SharePoint Server 2007 takes advantage of the .Net 3 platform, and can be used to build and manage workflows with the Windows Workflow Foundation. Workflows can be used to link documents and people together, and can even be used with the Forms Server.
Basic search
There's a junior member of the SharePoint Server family. A basic search version adds enterprise search to 2007 Office system, and two versions of SharePoint Server for Search are available, each with different index size limits. You can treat this as the missing piece of the Vista indexing tools, indexing your network alongside your PCs.
Microsoft Project 2007 isn't everyone's cup of tea, but project managers will find its new features useful. What-if scenario planning helps develop contingency plans, while 'change highlights' show just what effects each change has on the whole project plan.
A new version of Project Server will help work with larger projects, and a new product, Project Portfolio Server, is designed to handle many large projects at once, with tools to calculate resource and financial plans.
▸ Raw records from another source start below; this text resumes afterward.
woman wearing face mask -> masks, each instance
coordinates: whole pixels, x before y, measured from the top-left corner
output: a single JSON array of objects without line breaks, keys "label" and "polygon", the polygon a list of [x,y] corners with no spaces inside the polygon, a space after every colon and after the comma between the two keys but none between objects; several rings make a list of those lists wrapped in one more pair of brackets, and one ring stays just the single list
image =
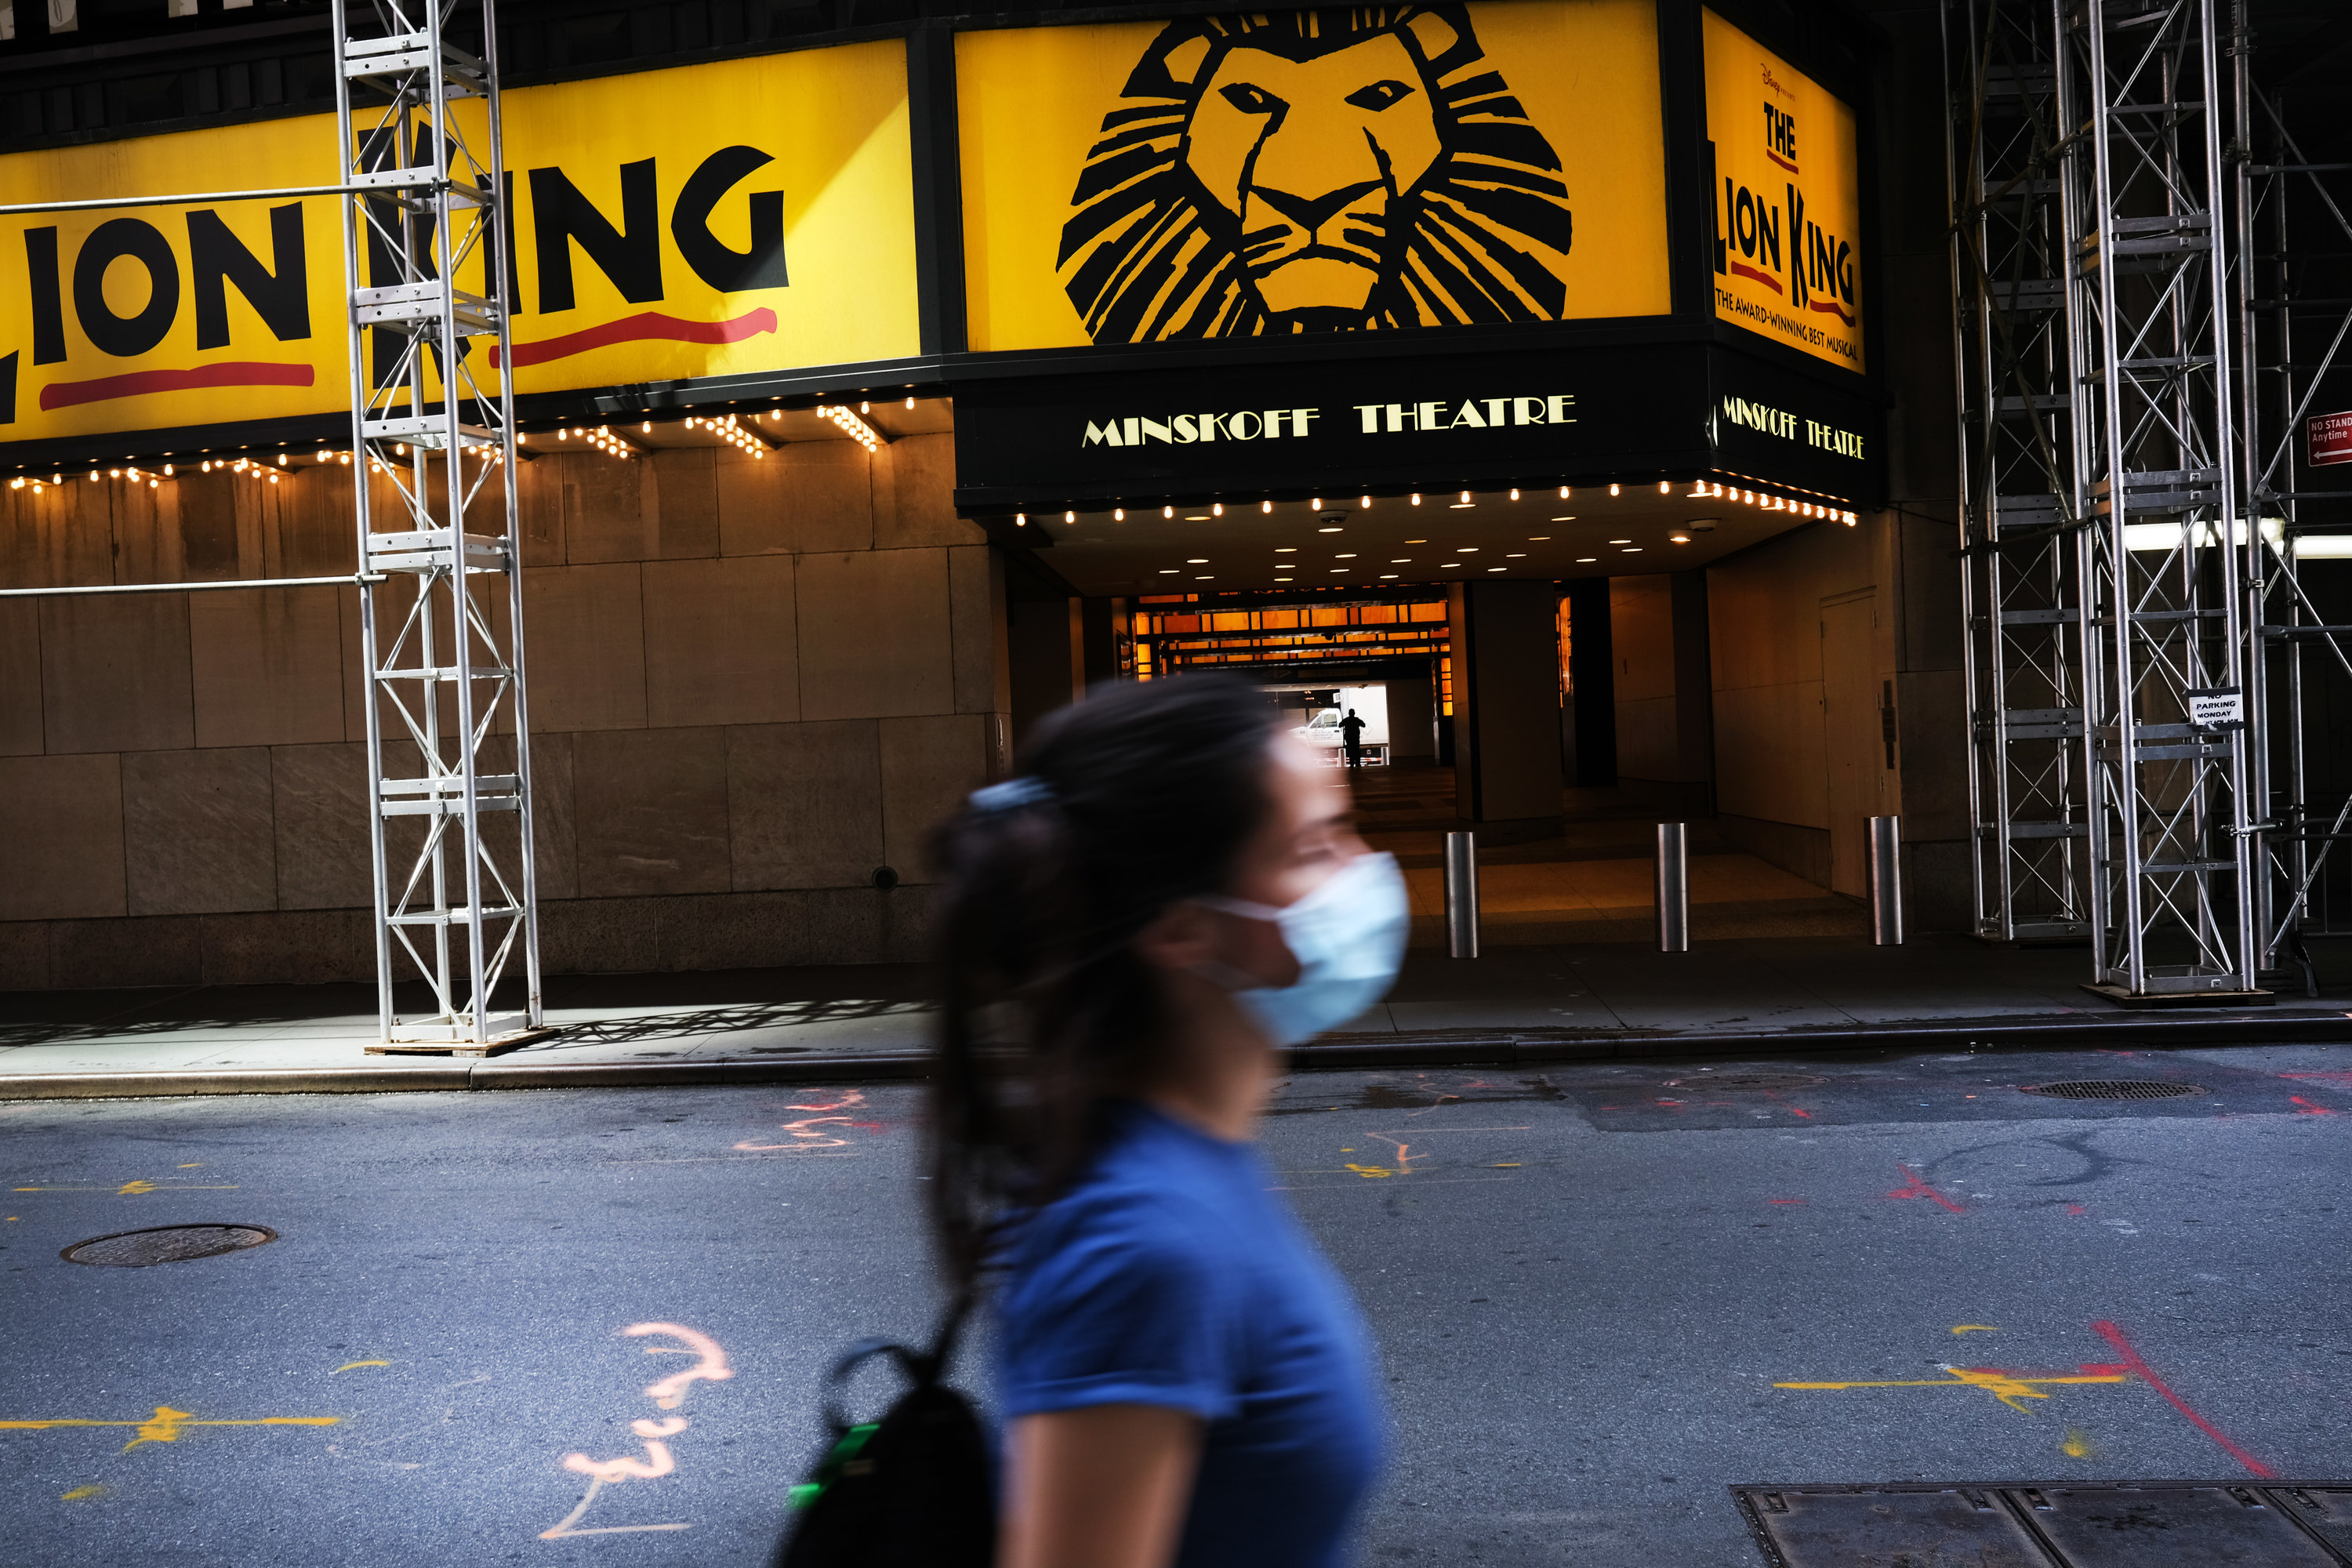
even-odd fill
[{"label": "woman wearing face mask", "polygon": [[1369,1337],[1255,1148],[1276,1051],[1395,978],[1396,863],[1230,678],[1105,689],[940,831],[935,1217],[987,1277],[1002,1568],[1349,1559]]}]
The new version of Office is a sea change for Microsoft - an innovative interface for end-users and plenty of advantages for business. Outlook 2007 is streets ahead of any previous version for organising information and managing your time.
Access 2007 is finally accessible to the average user. Excel makes existing features far easier to find and use and adds powerful new tools for visualising information. Word and PowerPoint have fewer brand new tools, but the ribbon interface makes them shine again.
The advantages go beyond the core apps. Despite imperfections, OneNote has grown up to be a powerful and flexible information organiser that makes working on multiple PCs or collaborating with other users a snap. Home users do well here as the Home & Student Edition has multiple licences for OneNote too.
Groove emerges from its transition to Microsoft without the bonsai features trimming that cut Visio down to size; you still get powerful and straightforward collaboration and file synchronisation. SharePoint Designer may look like FrontPage but it's better behaved and understands the new generation of web design standards, even if it is from a Microsoft perspective. Excel and form publishing are what larger businesses have been demanding for years.
Pick a version without the also-rans to get the best value, although even with eight versions Microsoft doesn't make that easy. InfoPath is an excellent, flexible application for enterprise forms design, which only a fraction of users need. Publisher and Visio are competent rather than exciting.
Communicator will need Live Communication Server to work and doesn't ship for months. With all that, Office finally starts to feel more like a suite than a boxful of separate applications, and it's a suite offering a productive new way of working you can't find anywhere else.